Figure 1. Suggestions for stopping (Based on the research paper.)
Choosing the Optimal Parameter-Set
After the study is over, Vizier tells you which parameter set was the best, and you can tell Vizier how to make this selection. It may seem obvious to choose the trial that produced the best metrics, and that is the default. But if you have a process with a lot of noise (see image below), the peak may just be the result of randomness, a momentary spike, sometimes called the Winner’s Curse. If you know that you have that kind of noise, yet the trend is generally upward, you can tell Vizier to just choose the last one.
Figure 2. Winner’s Curse: Why you might not want to take the best
Vizier can incrementally use the learning that it has gained, creating a new study that builds on a similar earlier study. Say you’ve optimized your website with A/B testing, advised by Vizier, but a few weeks later, a new version with significant new features comes out, and you want to tweak those as well. With resumePreviousJobId, you transfer the learning from another study. This can lead to large savings in time and money as you reuse existing modeling efforts and run far fewer of those slow, expensive trials that Vizier is advising you on.
Today, this feature is only supported in the internal version of Vizier that powers the AI Platform’s hyperparameter tuner, and not in either of the Vizier-branded APIs.
Vizier offers several APIs.
The Vertex AI Vizier API (sometimes called “GAPIC” from the Protocol Buffer client-generator used) is centered on a Python class VizierServiceClient. This is a Generally Available product and the future preferred direction for Google. So, it is the main API to focus on.
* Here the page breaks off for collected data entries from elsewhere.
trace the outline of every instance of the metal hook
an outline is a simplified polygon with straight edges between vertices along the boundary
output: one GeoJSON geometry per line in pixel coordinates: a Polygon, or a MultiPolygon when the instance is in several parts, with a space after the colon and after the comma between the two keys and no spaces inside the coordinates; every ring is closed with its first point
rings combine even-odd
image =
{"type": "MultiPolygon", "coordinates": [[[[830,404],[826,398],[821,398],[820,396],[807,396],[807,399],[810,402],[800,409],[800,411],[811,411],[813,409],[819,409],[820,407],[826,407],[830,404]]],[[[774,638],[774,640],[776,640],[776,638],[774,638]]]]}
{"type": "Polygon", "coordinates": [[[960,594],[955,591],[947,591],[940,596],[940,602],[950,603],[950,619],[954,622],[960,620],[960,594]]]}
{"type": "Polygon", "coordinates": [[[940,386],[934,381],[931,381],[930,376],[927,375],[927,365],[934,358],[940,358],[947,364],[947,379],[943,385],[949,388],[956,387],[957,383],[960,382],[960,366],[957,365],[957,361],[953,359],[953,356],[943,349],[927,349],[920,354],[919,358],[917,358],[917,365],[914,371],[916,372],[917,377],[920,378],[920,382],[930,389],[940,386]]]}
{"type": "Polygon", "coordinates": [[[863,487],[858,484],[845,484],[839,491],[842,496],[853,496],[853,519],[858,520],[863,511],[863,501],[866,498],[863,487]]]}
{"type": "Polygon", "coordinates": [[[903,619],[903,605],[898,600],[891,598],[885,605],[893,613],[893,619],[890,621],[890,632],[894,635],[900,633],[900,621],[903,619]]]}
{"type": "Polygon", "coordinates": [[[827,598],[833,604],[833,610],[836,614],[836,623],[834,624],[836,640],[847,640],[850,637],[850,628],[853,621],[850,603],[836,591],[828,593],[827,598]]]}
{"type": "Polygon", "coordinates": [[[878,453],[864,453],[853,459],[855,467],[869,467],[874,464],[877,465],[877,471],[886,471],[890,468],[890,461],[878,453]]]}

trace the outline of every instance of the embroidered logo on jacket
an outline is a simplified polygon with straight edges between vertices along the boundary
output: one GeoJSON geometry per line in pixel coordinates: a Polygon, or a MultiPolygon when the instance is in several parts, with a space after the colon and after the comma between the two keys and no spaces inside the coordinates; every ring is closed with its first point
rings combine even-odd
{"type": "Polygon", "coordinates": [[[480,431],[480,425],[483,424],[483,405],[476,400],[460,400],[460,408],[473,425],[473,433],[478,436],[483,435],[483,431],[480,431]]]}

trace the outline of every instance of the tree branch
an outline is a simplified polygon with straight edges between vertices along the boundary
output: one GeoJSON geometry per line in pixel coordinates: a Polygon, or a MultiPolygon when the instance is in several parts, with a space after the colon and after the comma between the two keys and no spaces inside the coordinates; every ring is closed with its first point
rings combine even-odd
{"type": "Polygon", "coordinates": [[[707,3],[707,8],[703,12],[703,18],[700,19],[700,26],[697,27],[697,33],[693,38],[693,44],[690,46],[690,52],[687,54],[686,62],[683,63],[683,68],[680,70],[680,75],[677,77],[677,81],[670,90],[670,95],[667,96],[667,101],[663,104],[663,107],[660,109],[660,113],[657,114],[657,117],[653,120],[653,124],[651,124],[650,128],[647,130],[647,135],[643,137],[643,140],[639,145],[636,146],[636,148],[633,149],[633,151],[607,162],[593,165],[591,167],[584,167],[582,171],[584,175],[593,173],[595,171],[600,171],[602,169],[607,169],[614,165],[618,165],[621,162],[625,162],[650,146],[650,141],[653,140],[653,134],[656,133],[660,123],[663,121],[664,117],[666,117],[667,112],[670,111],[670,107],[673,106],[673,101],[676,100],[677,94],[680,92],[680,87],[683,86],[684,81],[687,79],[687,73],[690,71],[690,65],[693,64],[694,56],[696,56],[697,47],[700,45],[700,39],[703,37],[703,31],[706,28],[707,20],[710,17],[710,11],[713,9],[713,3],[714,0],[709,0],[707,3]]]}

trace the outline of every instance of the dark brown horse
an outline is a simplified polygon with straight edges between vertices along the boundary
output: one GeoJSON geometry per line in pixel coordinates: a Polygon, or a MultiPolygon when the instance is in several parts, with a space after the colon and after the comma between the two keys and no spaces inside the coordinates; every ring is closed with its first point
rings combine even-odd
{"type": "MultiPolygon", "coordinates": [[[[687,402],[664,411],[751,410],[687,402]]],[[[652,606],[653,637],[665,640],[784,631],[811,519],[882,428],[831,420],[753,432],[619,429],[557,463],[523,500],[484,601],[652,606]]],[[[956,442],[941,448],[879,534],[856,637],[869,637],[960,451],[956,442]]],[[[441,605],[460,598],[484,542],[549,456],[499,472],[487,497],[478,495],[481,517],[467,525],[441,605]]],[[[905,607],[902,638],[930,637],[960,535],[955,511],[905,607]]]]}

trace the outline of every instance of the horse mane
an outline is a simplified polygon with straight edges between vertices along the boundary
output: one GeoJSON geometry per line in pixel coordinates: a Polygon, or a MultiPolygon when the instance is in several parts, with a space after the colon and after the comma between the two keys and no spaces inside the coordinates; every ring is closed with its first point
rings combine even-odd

Vizier is also exposed as another API, backported to the older GCP AI Platform and now in beta. The API is discovery-based, where you don’t see any functions implemented in the library; instead, you call functions defined through a dynamic wrapper layer. This is not as difficult as it sounds: documentation, experimentation, and sample code (including mine, below) make it usable.
The other implementation of Vizier, as mentioned, is the open-source project, if you want to manage it yourself or just read the code.
There are only a few code samples out there. Indeed, the official Vizier documentation offers only one ML notebook for the backported AI Platform Vizier API, and none for the preferred Vertex AI Vizier API. So, I prepared this notebook. It is built around a normal ML training process run internally in the container (though, as we know, Vizier is independent of how that training is run). You can walk through it with code comments numbered #, #, etc.
In addition, Ryan Holbrook created this open-source notebook. You may want to use this variant that I created, which presents the output of a successful run, and which is slightly tweaked to make it easier to run end-to-end without further configuration.
You may have used a hyperparameter tuner service for your ML: Vizier is that and more. Because Vizier knows nothing about the ML, or even that you are doing ML, you can use it for any slow, costly optimization process. As a service, it is robust and scalable, and almost free in comparison to the expensive processes that it aims to minimize. It gives you the freedom to take its advice or not, in either case suggesting the path towards the fastest convergence to an optimal answer.